In power since 1994, Lukashenko is one of the longest-running dictators on the planet. His harsh and repressive methods include killings, kidnappings and the jailing of political opponents and independent journalists.
In 2018, Yuri Harauski, a member of the Belarusian security services, fled Belarus for the safe haven of Switzerland before admitting that he was a member of a secret death squad that carried out Lukashenko’s killing orders.
Among those ordered dead by the Belarusian dictator was Yury Zacharanka, who had served as minister of internal affairs, former Deputy Prime Minister Viktar Hanchar and Hanchar’s friend and businessman Anatoly Krasouski.
For years, the authorities had blocked any meaningful investigation into their loved ones’ disappearances.
As for those fortunate enough to avoid prison or death at the hands of the Lukashenko regime, they are met with another punishment: exile. In 2020, after political novice Sviatlana Tsikhanouskaya defeated Lukashenko in a disputed and fraud-ridden presidential election, she was forced to flee the country for her safety.
“I had a couple of hours, but I could not pack anything, because I was so overstressed,” she said. “It was a shock. I was not prepared for this.”
As that election approached, the government’s response was becoming more and more violent. When the people took to the streets to protest against the blatantly rigged election results and demand Lukashenko’s resignation, the government responded with the most violent reaction in its history.
In those first few days, thousands of people were arrested, many of whom were placed in detention centers and subjected to severe physical abuse. Protesters were met with riot police units, who indiscriminately used powerful stun grenades and non-lethal weapons that might as well be lethal, resulting in deaths and numerous injuries among protesters, including broken ribs, deafness and broken limbs.
People who were transported to detention centers left fully covered in bruises and with harrowing stories about sadistic behavior by Lukashenko’s police.
The word “Okrestina,” a pre-trial detention center where detainees were subjected to the harshest treatment, has become known to every Belarusian.
But Lukashenko went even further than that. Unlike previously, when his repression campaigns were confined to Belarusian borders, this time he went after dissidents abroad. In May 2021, his regime forced a commercial airliner flying from Greece to Lithuania to land in Minsk after it briefly crossed Belarusian airspace. Aboard was Belarusian opposition journalist Roman Protasevich, who was promptly arrested.

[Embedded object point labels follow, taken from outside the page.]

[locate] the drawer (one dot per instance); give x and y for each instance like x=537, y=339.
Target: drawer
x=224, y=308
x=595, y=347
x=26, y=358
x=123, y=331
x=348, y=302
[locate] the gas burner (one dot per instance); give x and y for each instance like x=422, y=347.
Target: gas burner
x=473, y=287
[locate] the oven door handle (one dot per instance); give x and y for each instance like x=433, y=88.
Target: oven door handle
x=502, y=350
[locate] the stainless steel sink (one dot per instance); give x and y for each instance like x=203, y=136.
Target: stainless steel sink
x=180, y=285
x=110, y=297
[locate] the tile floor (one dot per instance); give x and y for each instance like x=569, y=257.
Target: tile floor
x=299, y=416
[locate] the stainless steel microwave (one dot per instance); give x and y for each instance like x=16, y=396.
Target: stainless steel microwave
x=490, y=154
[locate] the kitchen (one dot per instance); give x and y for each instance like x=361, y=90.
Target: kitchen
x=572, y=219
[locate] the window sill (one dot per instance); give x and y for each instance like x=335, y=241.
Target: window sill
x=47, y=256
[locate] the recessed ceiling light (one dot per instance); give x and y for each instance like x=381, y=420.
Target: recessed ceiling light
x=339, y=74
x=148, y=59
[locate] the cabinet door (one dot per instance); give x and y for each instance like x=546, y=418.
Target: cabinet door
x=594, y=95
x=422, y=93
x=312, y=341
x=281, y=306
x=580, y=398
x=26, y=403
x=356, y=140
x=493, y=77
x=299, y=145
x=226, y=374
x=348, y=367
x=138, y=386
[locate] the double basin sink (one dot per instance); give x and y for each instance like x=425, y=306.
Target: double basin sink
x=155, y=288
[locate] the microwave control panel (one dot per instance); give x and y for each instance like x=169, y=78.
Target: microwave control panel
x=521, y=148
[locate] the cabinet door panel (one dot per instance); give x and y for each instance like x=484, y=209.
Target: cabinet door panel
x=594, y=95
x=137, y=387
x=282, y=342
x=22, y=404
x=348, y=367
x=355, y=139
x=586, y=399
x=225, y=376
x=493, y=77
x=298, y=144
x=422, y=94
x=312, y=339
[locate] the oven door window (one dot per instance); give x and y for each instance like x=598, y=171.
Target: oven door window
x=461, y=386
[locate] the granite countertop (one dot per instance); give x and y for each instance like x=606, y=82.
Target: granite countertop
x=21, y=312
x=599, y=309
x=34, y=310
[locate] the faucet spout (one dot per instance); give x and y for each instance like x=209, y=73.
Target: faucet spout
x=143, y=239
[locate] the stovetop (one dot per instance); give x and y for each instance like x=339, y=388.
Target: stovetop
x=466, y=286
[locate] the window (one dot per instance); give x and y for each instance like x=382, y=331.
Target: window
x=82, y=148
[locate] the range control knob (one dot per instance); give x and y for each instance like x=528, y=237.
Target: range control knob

The boldness of this act of air piracy in the heart of Europe rocked the airline industry, leading many companies to reroute their flights.
That same year, Lukashenko, with support from Moscow, staged a migration crisis against Poland. His regime lured migrants from the Middle East and pushed them into the Polish border, causing a major international crisis. Many of the migrants died as a result of being abandoned in the dead of winter. Lukashenko used them as pawns in his desire to take revenge on the European Union for imposing sanctions for his numerous crimes.
And of course, just a few months later, in February 2022, Lukashenko allowed Russian President Vladimir Putin to use Belarus as a staging ground for Russia’s invasion of Ukraine, which led to the deaths of tens of thousands and destruction which, according to some estimates, will take $700 billion to fix. The massacre in Bucha, which shocked the world, was committed by Russian units that were dispatched from Belarusian territory.
In 2023, Russia stationed nuclear weapons in Belarus, giving Lukashenko a nuclear umbrella to protect his regime.
This trend — of both international crises and increasing domestic repression — continues. NAU, a Belarusian opposition group, has uncovered that Lukashenko’s regime has been involved in forced transfer of Ukrainian children, which is a war crime.
And yet still, the sanctions against him have been relatively lax. There are still loopholes in the sanctions against Lukashenko, as with those against Putin, allowing both tyrants to profit and terrorize their populations.
Lukashenko is a menace not just at home, but abroad as well. How much more evil should he be allowed to unleash on the world before the world does something to stop him?
Pavel Kutsevol is a policy officer at the Human Rights Foundation.